Ozone is composed of three oxygen atoms.

What is Ozone?

Ozone is created in the atmosphere when the sun's rays split oxygen molecules into single atoms. These atoms combine with nearby oxygen to form a three-oxygen molecule, called ozone. Even as it's being made, ozone is also destroyed by sunlight and reactions involving natural compounds that contain chlorine, nitrogen, and hydrogen. Most of the earth's ozone is contained in the stratosphere, a layer of the atmosphere 10–40 km above the surface of the earth. The amount of ozone in the stratosphere is fairly constant when viewed globally. However, it changes throughout the year and from one place to another. Most of the world's ozone is created over the Tropics, and is then pushed by stratospheric winds over the rest of the planet.

In the Arctic, ozone typically collects in the stratosphere during the winter darkness.

The earth's atmosphere consists of three main layers that differ in thickness and chemistry. The thickness of the innermost layer, the troposphere, decreases from the equator to the poles. The greatest amounts of ozone occur in the stratosphere.


The ozone layer is typically thicker over the poles than over the equator for three reasons. First, there is a lack of sunlight during an arctic winter to break it down. Second, seasonal weather systems and wind patterns in the upper atmosphere push more ozone toward the poles in winter. Third, the vertical structure of the atmosphere affects thickness. Near the equator, the troposphere makes up about 18 kilometres of the atmosphere.
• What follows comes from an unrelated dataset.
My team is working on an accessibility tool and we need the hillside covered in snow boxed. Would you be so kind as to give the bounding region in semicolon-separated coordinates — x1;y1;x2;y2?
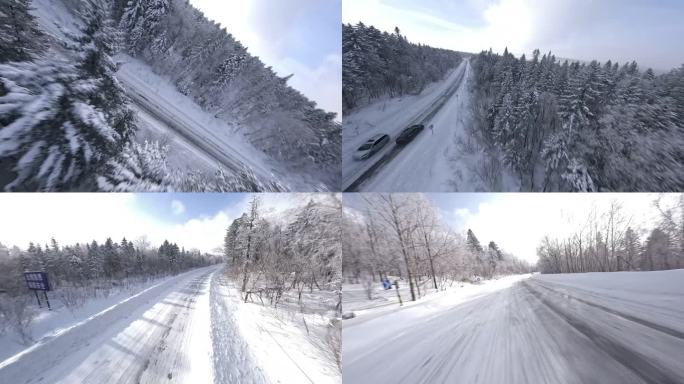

At the poles, it thins to only 8-kilometres thick. The boundary between the layers, called the tropopause, slopes downward from the equator to the poles like the bottom of a swimming pool. Over the Arctic, at the deepest part of the "pool", the thicker stratosphere can hold more ozone than over the Tropics or middle latitudes. The atmosphere over the Arctic also holds more ozone than in the Antarctic, because stratospheric winds in the Southern Hemisphere are less effective at transporting ozone.

Ozone molecules in the upper atmosphere are spread so thinly that if they were compressed to pure ozone here on the earth's surface, they would make a band only 3-millimetres thick!